In theory, APIs should be unlocking travel activities or “things to do.” There should be ubiquitous travel apps that not only have solutions for how to get there, but what to do. Better yet, you may reference an experience like a concert and a museum in another city and the app figures it all out. There are examples of very localized capabilities, but nothing at scale.
 
This is not a technology problem because AI/ML solutions, along with the cloud, are already capable of this. The problem is getting to the necessary data, the problem is APIs. In technical forums, there is way too much attention on the developer of the APIs and the costs to publish them, with way too little focus on the consumer of APIs and their related costs.
 
Way too many travel solution providers still think proprietary APIs are a good idea, such as to discourage a customer migrating to a competitor. It’s needless differences between APIs that all have the same purpose to find, reserve, and purchase travel content that drives up costs. High APIs consumption costs shut down the long tail of content, as the cost to access versus potential profit is underwater.

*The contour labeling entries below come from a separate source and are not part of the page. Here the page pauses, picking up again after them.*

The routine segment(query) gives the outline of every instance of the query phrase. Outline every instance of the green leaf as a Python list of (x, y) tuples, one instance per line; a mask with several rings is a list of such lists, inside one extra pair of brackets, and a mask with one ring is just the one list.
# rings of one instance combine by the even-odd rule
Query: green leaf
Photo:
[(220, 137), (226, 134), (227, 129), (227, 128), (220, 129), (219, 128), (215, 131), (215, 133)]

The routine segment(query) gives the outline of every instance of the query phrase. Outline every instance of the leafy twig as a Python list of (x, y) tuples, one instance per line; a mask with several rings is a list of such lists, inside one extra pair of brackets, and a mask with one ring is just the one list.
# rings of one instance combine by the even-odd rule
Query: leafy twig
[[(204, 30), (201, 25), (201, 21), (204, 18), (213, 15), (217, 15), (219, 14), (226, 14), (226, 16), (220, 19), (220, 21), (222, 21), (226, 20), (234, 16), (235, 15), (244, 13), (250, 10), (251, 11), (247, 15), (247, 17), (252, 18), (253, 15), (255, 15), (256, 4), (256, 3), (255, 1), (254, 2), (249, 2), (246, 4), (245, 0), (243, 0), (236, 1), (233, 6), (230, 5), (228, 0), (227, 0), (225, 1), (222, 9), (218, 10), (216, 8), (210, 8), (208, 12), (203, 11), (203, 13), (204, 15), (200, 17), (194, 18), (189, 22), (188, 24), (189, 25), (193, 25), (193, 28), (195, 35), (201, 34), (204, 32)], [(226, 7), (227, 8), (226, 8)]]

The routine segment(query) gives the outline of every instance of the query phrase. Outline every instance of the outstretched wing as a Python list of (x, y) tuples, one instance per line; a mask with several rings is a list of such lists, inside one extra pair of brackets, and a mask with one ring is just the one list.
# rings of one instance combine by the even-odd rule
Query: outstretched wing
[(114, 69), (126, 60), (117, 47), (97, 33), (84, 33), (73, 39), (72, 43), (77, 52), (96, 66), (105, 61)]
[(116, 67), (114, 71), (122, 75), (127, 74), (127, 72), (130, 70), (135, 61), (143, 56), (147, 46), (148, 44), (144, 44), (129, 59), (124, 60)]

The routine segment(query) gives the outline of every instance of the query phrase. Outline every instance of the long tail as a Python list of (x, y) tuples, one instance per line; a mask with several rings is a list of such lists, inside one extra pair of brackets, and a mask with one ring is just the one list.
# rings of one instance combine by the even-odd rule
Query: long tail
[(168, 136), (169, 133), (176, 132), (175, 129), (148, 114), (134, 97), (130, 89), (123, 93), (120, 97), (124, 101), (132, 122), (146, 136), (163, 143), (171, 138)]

It’s in the interest of all parties in travel, the suppliers, the channels, the apps, from the very large to very small, to cooperate on the technology aspects of APIs to lower costs. This will enable not only experience led retailing, but personalization across supplier and channels. It’s not a technology problem, it’s lack of industry alignment on the use of technology.
 
OpenTravel, along with existing standards bodies and trade associations, can provide that alignment.